Leliana spoke, startling me; the bard had approached unheard as we talked. "I am sorry I didn't find out sooner. I thought it was strange, that several healers were nowhere to be found near the infirmary tents, and started searching for them; I only discovered this place this morning, by accident. I had never imagined..."

I turned and hugged her. Her voice sounded so lost, so defeated, and I couldn't stand hearing my friend sound that way.

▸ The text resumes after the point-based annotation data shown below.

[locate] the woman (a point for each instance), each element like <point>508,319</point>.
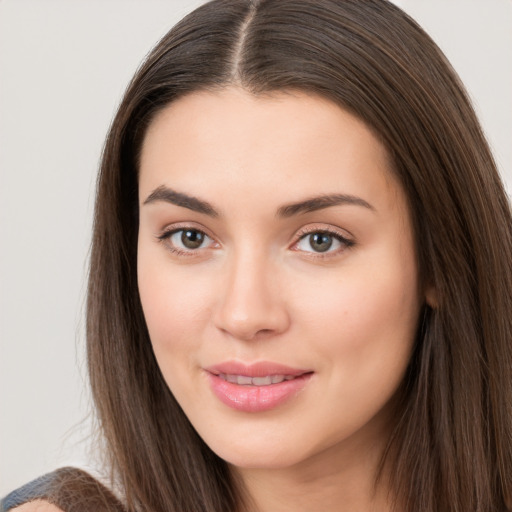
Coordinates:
<point>300,278</point>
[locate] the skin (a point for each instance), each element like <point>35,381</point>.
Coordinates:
<point>257,290</point>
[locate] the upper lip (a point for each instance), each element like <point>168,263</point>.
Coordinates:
<point>259,369</point>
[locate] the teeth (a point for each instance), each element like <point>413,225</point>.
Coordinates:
<point>243,380</point>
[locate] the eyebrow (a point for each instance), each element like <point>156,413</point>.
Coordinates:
<point>321,202</point>
<point>163,193</point>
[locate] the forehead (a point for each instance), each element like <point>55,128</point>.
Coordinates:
<point>284,146</point>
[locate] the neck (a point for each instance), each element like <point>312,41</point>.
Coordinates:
<point>340,478</point>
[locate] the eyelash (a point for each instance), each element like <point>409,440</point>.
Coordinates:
<point>346,243</point>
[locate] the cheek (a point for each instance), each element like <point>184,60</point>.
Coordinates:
<point>364,323</point>
<point>176,305</point>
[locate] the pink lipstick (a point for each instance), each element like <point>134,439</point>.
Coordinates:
<point>256,387</point>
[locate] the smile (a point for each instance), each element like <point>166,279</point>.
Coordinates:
<point>244,380</point>
<point>256,387</point>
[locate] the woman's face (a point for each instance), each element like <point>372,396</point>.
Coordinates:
<point>277,274</point>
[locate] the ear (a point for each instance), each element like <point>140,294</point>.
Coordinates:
<point>431,296</point>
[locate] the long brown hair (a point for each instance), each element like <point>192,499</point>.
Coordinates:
<point>451,449</point>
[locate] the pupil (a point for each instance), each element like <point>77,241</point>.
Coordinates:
<point>192,239</point>
<point>320,242</point>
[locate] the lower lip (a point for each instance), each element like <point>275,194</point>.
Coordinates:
<point>256,398</point>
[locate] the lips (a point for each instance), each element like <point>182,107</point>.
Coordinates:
<point>258,387</point>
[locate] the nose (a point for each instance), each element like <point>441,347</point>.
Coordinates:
<point>251,305</point>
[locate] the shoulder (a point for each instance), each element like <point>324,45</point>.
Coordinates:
<point>62,490</point>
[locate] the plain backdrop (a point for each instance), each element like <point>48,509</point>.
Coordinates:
<point>63,67</point>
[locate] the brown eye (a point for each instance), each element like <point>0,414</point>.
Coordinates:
<point>320,242</point>
<point>191,238</point>
<point>186,240</point>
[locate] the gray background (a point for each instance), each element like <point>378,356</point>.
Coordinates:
<point>63,67</point>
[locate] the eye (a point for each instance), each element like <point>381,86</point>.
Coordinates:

Growing up without religion, I could only imagine that seeing the result of your closely held beliefs being abused must be horrifying.

"Not your fault, Leli," I assured her, and Aedan and Alistair murmured agreement. "I'm glad you found them at all, and I just hope that Cailan can use this to make sure that old hag never lives it down."

She choked out a dismayed laugh, torn between amusement at my irreverence and despair at the tragedy that her faith had propagated.

Just then the Knight-Commander arrived. The four of us – Anders was still busy soothing tortured mages – turned as one to glare at him; he just sighed, gesturing for us to step to the side where we couldn't be heard.

"I'm not supposed to say this, but I'm glad you've found our little secret, Wardens." Aedan looked to be nearing apoplexy, and Greagoir waved his hand defensively. "This was not my idea, believe me. Think of me what you will, assume the worst about the mages in my care, but you have to believe at least that I would not allow so many of my own men to perish for politics."

He has a point. I don't know whether he'd have been happy with more mages being recruited, regardless of the circumstances, but I can't believe he'd let the templars die with them.

"I...you...they're all going to die, Knight-Commander. At your order."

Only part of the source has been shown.